Sewerage for the city is managed by the Water Supply and Sewerage Division of the BMC. Only about 80% of the city's area has sewerage. There is a pumping station with a marine outfall at Love Grove in Worli. A similiar pumping station at Bandra is planned, as are aeration lagoons for treatment of sewage at Malad, Versova, Ghatkopar and Bhandup. Information on a World Bank loan for a water supply and sewage disposal project can be accessed. This program has also received Japanese aid.
The Ghatkopar and Bhandup stations, with their Waste Water Treatment Facilities are expected to start functioning by 1998. The plan for a lagoon at Malad has been cancelled because the Malad creek is unable to carry sewerage. The National Environmental Engineering Institute (NEERI) will check the quality of coastal water at the outflow from the Versova lagoon.
An Indian firm, AIC Watson, is performing the topographical survey for an assessment of the water level and conditions of manholes in the city. A German form, GKW, is preparing a detailed report on the structural condition of the city's sewerage pipeline. A Canadian firm, R. V. Anderson and Co, is conducting a survey of the operation and maintenance of the entire sewerage disposal system, including the human component such as information systems, staff etc.

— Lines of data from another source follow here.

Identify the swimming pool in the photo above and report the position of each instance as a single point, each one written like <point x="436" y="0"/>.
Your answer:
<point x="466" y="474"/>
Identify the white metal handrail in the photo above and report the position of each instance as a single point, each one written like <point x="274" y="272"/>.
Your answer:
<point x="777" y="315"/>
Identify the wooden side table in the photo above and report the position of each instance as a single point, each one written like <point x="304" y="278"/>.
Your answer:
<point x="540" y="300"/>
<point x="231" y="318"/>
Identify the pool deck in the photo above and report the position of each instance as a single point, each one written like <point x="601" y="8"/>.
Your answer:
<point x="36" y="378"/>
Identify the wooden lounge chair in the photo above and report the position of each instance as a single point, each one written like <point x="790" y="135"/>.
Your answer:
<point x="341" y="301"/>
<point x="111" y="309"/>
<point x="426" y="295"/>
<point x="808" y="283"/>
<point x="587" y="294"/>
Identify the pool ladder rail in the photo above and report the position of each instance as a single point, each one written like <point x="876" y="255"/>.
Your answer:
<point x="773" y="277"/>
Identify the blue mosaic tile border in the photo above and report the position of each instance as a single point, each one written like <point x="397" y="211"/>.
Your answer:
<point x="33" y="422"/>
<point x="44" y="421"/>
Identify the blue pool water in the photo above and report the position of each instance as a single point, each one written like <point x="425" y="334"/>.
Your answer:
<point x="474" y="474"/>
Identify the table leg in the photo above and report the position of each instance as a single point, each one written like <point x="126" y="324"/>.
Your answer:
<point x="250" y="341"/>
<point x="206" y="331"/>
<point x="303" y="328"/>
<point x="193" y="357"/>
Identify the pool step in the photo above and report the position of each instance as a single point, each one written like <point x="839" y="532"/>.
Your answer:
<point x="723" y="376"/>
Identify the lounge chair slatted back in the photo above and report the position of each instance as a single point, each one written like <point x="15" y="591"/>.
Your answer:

It has been estimated that Bombay requires about 50,000 public toilets. Only about 200 are in operation. 231 work orders have been issued for new public toilets, and construction of 61 has started [11/95]. Of these 27 will be built between Sahar International Airport and Bandra highway, 25 in Dharavi, and 5 at Gilbert Hill in Andheri. It is estimated that the cost of constructing each toilet will be between Rs. 5 and 12 lakhs.
The BMC has identified six slums with a population of one lakh each, not targeted for redevelopment, for its public toilet scheme. Non-governmental organisations will consult the slum-dwellers on their needs for such facilities and will interface with the BMC.
The BMC runs 5 electric crematoria, one each in Shivaji Park, Sion, Chandanwadi, Oshiwara and Chembur. The Corporation charges a subsidised rate of Rs. 175 per adult body and Rs. 60 per child. The actual cost is about Rs. 400. In contrast, firewood costs Rs. 800. Unclaimed bodies are cremated at the Dr. E. Moses road crematorium.
In June 1996, the BMC set up a garbage control room to take complaints from the public about uncollected garbage. The response time is supposed to be less than three days.